# Maid/cook/dogsitter?



## BostoGuy (Mar 25, 2011)

Does anyone know how to hire a daily maid who will clean, take care of dogs (with love) and cook dinner?
If so, how much would this cost?
I'd prefer an English speaking Indian or Sri Lankan cook. Is that even possible?
Cost?


----------



## wandabug (Apr 22, 2010)

You can sponsor a maid and provide her with accomadation. Wage depends on Nationalities and there are minimums set. I think it is around dhs.1000 a month for a Sri Lankan maid to dhs.1500 for a Filipino maid (cant remember exactly). There are agencies you can use to recruit your maid - they will arrange for her transport etc to Dubai. You also have to pay her sponsorship fees and flights home every 2 years.
For a daily maid there are also agencies in Dubai and you, yes, you can request English speaking. The most common nationalites for maids/cooks/drivers/nannies are Fillipino, Indian, Sri Lankan and Indonesian. The agency sponsor the maids and charge you an hourly rate - something like dhs.25-35 per hour. The agency will drop the maid off at your home and collect them.
The alternative is to hire a maid yourself - there are hand written adverts at all the local shopping centres or you may find ads put through your front door. It is a cheaper option but illegal. 
They may look after your dogs, but not with love!!!


----------



## BostoGuy (Mar 25, 2011)

Thanks Wanda. Is there ANY chance I could find a dog friendly maid?


----------



## AndreaMarshall (Nov 22, 2010)

In my 5 months of not working and living at the greens, i have seen about 90% + of the maids here are filipino. The ones who walk the dogs usually walk 50 yards outside to the lake. then stand there with the dog while they gab with their girlfriends for an hour, then bring the dog back inside. I know one specifically who does this, but who always says hi to my dog and pets him and laughs when he goofs off, but doens't pick up dog poo and doesnt realize the dog needs good exercise.... (but neither does the family, as they never walk the poor guy)
Another fili maid loves her madame's dog and routinely lets it off leash behind our building to play with my big boy, who she showers with affection...

But the real gem is an ethiopian maid who (i recently met her madame) is paid very well and regarded as a live-in housemaid, cook, and dog sitter. Her madame travels a lot so she really views the dog as her own, even refers to her as "mommy" which is a MAJOR term of endearment. I asked her to help find me a dog walker for the afternoons because she is just so spectacular with this dog.

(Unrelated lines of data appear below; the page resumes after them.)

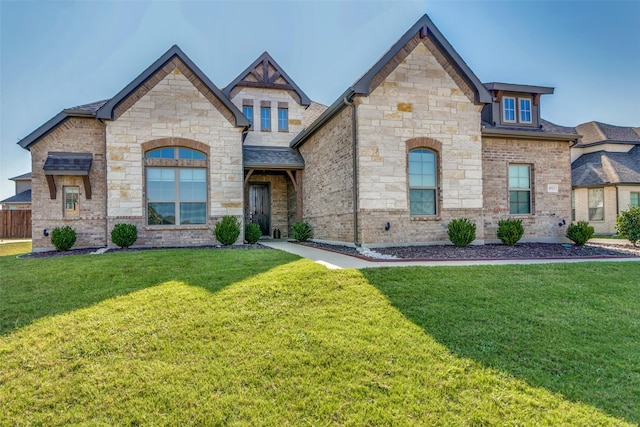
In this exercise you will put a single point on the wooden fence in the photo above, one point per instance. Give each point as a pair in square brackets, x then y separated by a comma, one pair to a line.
[15, 224]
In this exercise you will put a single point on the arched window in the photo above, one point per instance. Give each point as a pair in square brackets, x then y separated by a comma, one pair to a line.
[176, 191]
[423, 182]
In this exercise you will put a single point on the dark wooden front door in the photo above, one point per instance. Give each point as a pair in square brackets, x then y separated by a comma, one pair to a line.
[260, 207]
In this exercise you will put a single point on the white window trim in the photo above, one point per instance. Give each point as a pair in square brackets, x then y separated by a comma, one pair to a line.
[515, 109]
[519, 115]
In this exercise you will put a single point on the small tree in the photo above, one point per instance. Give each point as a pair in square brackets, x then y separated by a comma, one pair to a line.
[628, 224]
[580, 232]
[510, 231]
[461, 232]
[227, 230]
[63, 238]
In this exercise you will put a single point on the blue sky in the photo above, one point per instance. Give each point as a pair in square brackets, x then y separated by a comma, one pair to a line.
[59, 54]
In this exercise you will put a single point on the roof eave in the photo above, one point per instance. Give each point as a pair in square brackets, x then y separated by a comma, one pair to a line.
[107, 110]
[323, 118]
[530, 135]
[362, 86]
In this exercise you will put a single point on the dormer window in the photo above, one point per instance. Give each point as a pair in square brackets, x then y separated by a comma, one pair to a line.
[509, 107]
[516, 110]
[525, 110]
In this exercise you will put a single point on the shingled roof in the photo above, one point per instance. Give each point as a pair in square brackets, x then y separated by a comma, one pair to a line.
[595, 133]
[606, 168]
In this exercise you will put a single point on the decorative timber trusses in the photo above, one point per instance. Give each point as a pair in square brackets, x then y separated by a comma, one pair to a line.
[265, 72]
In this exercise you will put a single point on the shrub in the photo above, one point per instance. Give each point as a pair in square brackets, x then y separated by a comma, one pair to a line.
[227, 230]
[301, 231]
[579, 232]
[63, 238]
[252, 232]
[628, 224]
[124, 235]
[461, 232]
[510, 231]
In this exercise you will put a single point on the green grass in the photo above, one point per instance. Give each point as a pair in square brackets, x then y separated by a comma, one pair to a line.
[196, 337]
[570, 328]
[16, 248]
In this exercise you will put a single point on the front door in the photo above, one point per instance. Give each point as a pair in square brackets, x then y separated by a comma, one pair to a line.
[260, 207]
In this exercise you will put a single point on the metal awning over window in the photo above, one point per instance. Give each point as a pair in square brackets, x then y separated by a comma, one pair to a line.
[70, 164]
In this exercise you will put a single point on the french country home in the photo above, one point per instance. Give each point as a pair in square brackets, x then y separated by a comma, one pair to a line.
[417, 141]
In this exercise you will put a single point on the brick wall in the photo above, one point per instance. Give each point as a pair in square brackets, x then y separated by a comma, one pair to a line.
[74, 135]
[328, 180]
[550, 165]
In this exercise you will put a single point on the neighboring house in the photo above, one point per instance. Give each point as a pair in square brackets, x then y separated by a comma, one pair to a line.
[415, 142]
[605, 174]
[22, 198]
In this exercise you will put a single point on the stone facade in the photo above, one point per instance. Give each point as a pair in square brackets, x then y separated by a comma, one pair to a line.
[74, 135]
[328, 180]
[549, 162]
[417, 101]
[172, 110]
[274, 97]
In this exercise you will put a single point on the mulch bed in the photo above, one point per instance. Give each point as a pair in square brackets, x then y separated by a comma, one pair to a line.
[493, 251]
[87, 251]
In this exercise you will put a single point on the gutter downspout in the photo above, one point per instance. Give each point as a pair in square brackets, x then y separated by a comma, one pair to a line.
[354, 148]
[106, 187]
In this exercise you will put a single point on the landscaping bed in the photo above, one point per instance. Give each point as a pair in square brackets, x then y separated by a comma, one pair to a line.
[489, 251]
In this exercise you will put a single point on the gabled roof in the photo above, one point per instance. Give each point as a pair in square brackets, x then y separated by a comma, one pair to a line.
[606, 168]
[265, 72]
[24, 197]
[256, 157]
[595, 133]
[107, 110]
[424, 27]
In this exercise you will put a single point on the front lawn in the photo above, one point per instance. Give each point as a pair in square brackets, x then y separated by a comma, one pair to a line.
[206, 337]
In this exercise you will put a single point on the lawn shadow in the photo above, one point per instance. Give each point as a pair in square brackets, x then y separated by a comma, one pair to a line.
[568, 329]
[31, 289]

Just wanted to give you a view of whats out there...i will PM you if my housemaid friend recommends more than one person to me!


----------



## BostoGuy (Mar 25, 2011)

I haven't moved up with my dogs yet. They are used to going on hikes in the woods of New England all year. I'm worried they'll go crazy during the hot months. I think I'll need to hire professional pet care. Where is the best place to live if you like going on long walks away from others? I doubt the maid will do that.


----------



## AndreaMarshall (Nov 22, 2010)

the best place to live to go on long walks away from others is simple :not dubai.

Putting cheeky-ness aside, an area closest to the desert dunes would be best
You MUST keep your dog on leash at all times. Even people with 4 month old jack russel puppies get fined for not having them on lead. As i say all the time the greens is known as one of the best places, as well as the other villas and areas that surround it (springs, views, etc) but rules stay the same. Shame.


----------



## ReggieDXB007 (Mar 10, 2011)

I echo the sentiments in here. At the end of the day, these are humans that cover the gamut of the whole spectrum of animal frindlyness or otherwise. Where I live (in Jumeirah) it seems to be the assorted staff who walk the dogs, often in packs, and mostly seem to pick up after them. I remember years ago there was a massive villa in Al Wasl road that had setup a pen for a number of Dalmatians which were looked after by an Indian gentleman. He once asked me (as I walked my two) whether I had a job for him as he'd had enough of looking after those dogs which bit him. They must have been treated badly as my two have always been very timid and friendly.

However culturally I would suggest that Filippinos seem to have the most affinity with animals although this is of course a generalisation.


----------